Now, I don’t want to give the impression that I myself was some kind of titan of science. I was always a nuts-and-bolts type; I felt more empathy for the NASA guys in the short sleeves than I did head-in-the-clouders like Bohr. I could never have been an evil researcher. But I never complained for a minute. Entering the field of evil food chemistry was incredibly rewarding. I was part of some really innovative research teams: the ConAgra team that produced the first lethal strain of triticale; the U.S. government black ops group that bred bananas that could ensnare people in their peels before they were even removed from the trees; and, of course, the pinnacle of my professional career, leading the Blofeld squad that crossbred tuna with fugu. And that wasn’t the only productive field in which you could put evil science to practical use: some of my best friends were evil architects, evil aeronautical engineers, evil radiologists, and evil failure analysts. You’d open up the want ads of the Chronicle, turn to the “Evil Sciences” section, and it would literally be six, eight pages long. It was a golden time.

And, as incredible as it seems, the ’80s were even better. With the advent of personal computers and advances in evil telecommunications, everyone from evil psychiatrists to evil electronics technicians were part of the boom; evil biologists and evil chemists got to put their theories into practice everywhere from Kurdistan to Bhopal. Evil medicine was getting more sophisticated than ever; the magazine racks were stuffed with evil scientific journals, and with Reagan in the White House, the evil defense industry could fund as many dream projects as it wanted. Even my mom got in on the act; only seven years away from retirement and she got a job as an evil x-ray technician at Rossum Memorial Hospital. (There was a commensurate boom about the same time in the evil liberal arts, but I never really saw the point of that. It’s one thing to do important work serving mankind as an evil cryogeneticist or an evil metallurgist, but being an evil music theorist or an evil religious historian seemed sort of lame.)
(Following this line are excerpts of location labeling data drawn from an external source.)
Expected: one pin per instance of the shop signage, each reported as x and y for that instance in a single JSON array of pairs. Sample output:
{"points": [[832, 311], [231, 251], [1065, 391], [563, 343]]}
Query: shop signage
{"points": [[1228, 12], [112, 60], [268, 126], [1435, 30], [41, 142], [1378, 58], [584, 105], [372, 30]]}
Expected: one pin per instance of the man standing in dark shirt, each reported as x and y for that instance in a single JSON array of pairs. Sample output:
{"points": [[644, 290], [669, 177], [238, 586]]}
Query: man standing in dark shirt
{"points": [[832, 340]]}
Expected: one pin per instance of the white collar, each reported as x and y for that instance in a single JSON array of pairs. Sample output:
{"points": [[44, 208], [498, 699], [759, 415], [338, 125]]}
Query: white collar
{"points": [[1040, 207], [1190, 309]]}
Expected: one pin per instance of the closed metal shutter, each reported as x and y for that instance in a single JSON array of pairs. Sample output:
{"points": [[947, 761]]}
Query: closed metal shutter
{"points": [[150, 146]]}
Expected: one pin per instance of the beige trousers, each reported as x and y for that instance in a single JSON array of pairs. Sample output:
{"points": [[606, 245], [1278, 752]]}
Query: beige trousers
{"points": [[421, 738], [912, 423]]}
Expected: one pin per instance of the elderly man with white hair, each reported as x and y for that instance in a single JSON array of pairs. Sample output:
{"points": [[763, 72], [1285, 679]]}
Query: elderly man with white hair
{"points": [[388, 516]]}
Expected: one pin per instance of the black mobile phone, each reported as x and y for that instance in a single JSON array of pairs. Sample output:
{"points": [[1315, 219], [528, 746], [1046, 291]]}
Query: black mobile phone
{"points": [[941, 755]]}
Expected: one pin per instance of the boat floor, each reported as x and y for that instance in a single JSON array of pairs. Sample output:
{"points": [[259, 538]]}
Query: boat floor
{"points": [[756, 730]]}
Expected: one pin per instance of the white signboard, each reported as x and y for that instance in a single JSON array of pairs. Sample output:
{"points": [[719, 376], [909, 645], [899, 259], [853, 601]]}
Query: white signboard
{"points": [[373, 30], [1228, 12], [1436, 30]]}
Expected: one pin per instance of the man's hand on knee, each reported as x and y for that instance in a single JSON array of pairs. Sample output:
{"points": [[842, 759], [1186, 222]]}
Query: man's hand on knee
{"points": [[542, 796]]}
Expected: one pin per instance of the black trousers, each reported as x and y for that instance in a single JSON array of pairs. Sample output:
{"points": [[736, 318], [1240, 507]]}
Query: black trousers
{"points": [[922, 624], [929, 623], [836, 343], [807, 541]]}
I don’t really know where it all started to go wrong. Maybe it was Chernobyl; the evil nuclear physicists pretty much lost momentum after that, like there was nowhere to go but down. Maybe it was a political sea change; after ’88, it seemed like all the funding went to evil performers and evil entertainers, and with the National Endowment for the Evil Arts eating up all our grants, we had to look to the private sector for research money. And that’s really how it fell apart. The big corporations, they’re all about the bottom line. They don’t care about the art of evil science or the thrill of pure evil research; they just want to move product. Evil chemists became evil pharmacologists; evil astrophysicists stopped working on orbiting death lasers and got busy making giant billboards in space. Of course, as long as people need to eat, there’ll always be work for an evil food chemist, but it’s just not the same anymore. In the old days, I used to work on bread that was fortified with Strontium-90 and molecular groupings that made a common Slurpee taste like bleach and turn your insides into crystal. Nowadays…well, it pays well, but making zero-nutrition coal-based energy bars as a tie-in for the new Hunger Games movie doesn’t deliver the same kind of kick.

I thought things would get better with Bush in the White House. Pro-science, pro-spending and pro-evil…he seemed like a dream come true for us. But then his flunkies are talking about evil chemistry and evil biology like they were something to be ashamed of, and when he finally came out with a proposal for a manned Mars mission? Lots of talk about putting a man on the surface of the red planet; not a word about performing horrible medical experiments on him once he gets there. And this new guy…he likes his sciences like he likes his national defense:  soft.  I’ll take a job at Kmart before you catch me being an evil economist or an evil sociologist.  I don’t know. Days like this I wonder if I shouldn’t have just done what my cousin Ben did. Evil plastic surgery…now that’s a field that’s going somewhere.